Letzter Tag, 12.02.06, Ashgabat, 20.27h

Gestern Abend habe ich noch in der Hausbar ein Clubsandwich gegessen. Dabei habe ich mich mit einem etwas älteren Engländer unterhalten, der seit einem halben Jahr hier ist. Seit bereits 20 Jahren reist er durch die Welt und er meinte, er habe noch nie ein so "besch****" Land wie Turkmenistan gesehen. Da freue ich mich richtig auf die anderen Projekte, die noch kommen. Begeistert bin ich von diesem Land zwar nicht, aber ganz so schlimm wie er sagt, war es auch wieder nicht. Nach eineinhalb Stunden Smalltalk über Musik und der Beziehung zwischen Deutschland und England und mehreren Bier ging er mit einer Kleinen und recht jungen Unbekannten, die später hinzu kam und sich die ganze Zeit an ihn geschmiegt hatte auf sein Zimmer. So ein süßes Mädel. Würde sie mir woanders unter anderen Umständen begegnen, wäre ich hin und weg, selbst wenn sie kaum ein Wort Englisch spricht.

Nachdem sich die Aufzugtür hinter den beiden geschlossen hatte, saßen außer mir nur noch ein steinalter, angetrunkener Engländer und vier oder fünf weniger attraktive "Servicedamen" in der Bar, die mich bereits begierig anschauten. Ich bezahlte schnell und ging in die Disco im Keller, um nach einer kurzen Runde durch die Menge auf mein Zimmer zu gehen.

Heute habe ich noch einen kleinen Gewaltmarsch gemacht, um mal hinter die Kulissen zu schauen. So bin ich gut 15 Kilometer kreuz und quer durch die Stadt und in die Vororte gelaufen. Slums mit Satelitenschüsseln trifft es eher, aber da ich die ganze Zeit von allen Seiten beäugt wurde, habe ich die Kamera in der Tasche stecken lassen. Ich denke, dass die Gegend, in der ich war, neuen Prachtbauten zum Opfer fallen soll, da es oben auf einem Hügel lag und man einen schönen Blick auf die Stadt hatte.

Hier Links noch einmal der Präsident in Gold und hinter ihm ein riesiges Pferdedenkmal.

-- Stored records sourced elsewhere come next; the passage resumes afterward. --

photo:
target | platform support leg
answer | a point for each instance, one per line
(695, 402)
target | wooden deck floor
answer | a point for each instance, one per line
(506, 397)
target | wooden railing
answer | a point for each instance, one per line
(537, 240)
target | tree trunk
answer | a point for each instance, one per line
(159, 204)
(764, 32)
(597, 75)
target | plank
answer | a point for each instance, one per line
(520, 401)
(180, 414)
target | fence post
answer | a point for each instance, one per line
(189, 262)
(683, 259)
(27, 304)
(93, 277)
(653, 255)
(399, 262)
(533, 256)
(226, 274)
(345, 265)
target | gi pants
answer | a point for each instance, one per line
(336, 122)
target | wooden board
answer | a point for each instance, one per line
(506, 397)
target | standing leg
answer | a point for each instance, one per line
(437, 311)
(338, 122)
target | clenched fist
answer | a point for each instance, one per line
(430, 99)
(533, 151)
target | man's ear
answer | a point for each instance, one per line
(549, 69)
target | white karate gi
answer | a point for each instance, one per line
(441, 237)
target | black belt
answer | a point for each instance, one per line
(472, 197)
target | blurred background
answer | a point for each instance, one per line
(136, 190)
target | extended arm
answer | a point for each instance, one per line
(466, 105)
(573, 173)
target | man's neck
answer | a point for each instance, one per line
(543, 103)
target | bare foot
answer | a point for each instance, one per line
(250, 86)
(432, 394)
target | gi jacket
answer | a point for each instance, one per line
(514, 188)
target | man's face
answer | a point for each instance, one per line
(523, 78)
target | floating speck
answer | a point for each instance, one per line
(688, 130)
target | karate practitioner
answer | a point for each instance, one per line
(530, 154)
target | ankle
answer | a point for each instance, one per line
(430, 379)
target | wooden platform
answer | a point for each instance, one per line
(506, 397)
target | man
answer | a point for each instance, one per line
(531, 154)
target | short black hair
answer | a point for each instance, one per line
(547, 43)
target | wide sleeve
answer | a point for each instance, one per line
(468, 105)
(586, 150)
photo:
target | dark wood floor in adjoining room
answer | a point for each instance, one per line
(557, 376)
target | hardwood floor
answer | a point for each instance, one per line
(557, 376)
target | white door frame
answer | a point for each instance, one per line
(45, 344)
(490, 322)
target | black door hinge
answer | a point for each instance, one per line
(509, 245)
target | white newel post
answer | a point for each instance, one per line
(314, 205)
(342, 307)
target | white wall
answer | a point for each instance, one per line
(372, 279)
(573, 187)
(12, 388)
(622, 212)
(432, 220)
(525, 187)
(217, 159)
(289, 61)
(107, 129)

Als ich dann wieder bei dem Palast vorbei kam, sind direkt drei Soldaten im Laufschritt auf mich zugekommen, um mich freundlich daran zu erinnern, dass Fotos nicht gestattet sind. Um den Palast sind grob geschätzt knapp 1000 Soldaten postiert. Alle paar Meter auf beiden Seiten des Zauns stehen sie. Woher die alle kommen? Tja, in Turkmenistan gilt die Wehrpflicht und der Armeedienst dauert 3 Jahre!!! Also gibt es immer genug Nachschub.

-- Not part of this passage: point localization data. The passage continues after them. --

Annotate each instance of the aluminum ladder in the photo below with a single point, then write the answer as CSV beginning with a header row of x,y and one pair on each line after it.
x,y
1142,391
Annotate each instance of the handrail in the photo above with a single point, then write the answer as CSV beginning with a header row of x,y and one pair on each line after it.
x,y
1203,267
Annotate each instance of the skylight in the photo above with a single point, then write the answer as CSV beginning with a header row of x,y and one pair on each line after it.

Noch was: Führerscheine! Die kann man hier kaufen! Umgerechnet 200 USD und man darf direkt losfahren! Wer nicht so viel Geld hat, macht einen zweimonatigen Kurs, der etwa 50 USD kostet und darf dann auch fahren. Es wird überlegt, den Direkteinstieg für Frauen zu verbieten, da sie zu Beginn scheinbar deutlich mehr Unfälle verursachen als die Männer. (Kein Scherz!!!)

Vorsorglich lege ich für die Ausreise meine alten Socken und getragenen Unterhosen, sowie die Arbeitskleidung im Koffer nach oben. Bei der Ausreise muss ich noch einmal 25 USD Ausreisegebühr zahlen. Übrig habe ich dann ein paar Euro, 3 USD und etwa 125.000 Manat (ca. 5 USD), die ich heute in ein Abschiedsbier investieren werde. Wenn das mal keine Punktlandung war. Hoffentlich stranden wir nicht schon wieder!

Ich gehe mal davon aus, dass der Flug problemlos verlaufen wird und somit schließe ich das Kapitel Turkmenistan.

Ich möchte mich noch einmal ganz herzlich bei den Kollegen und Mitarbeitern hier in Turkmenistan und in Deutschland bedanken, die sich so toll um mich gekümmert und mich unterstützt haben!!!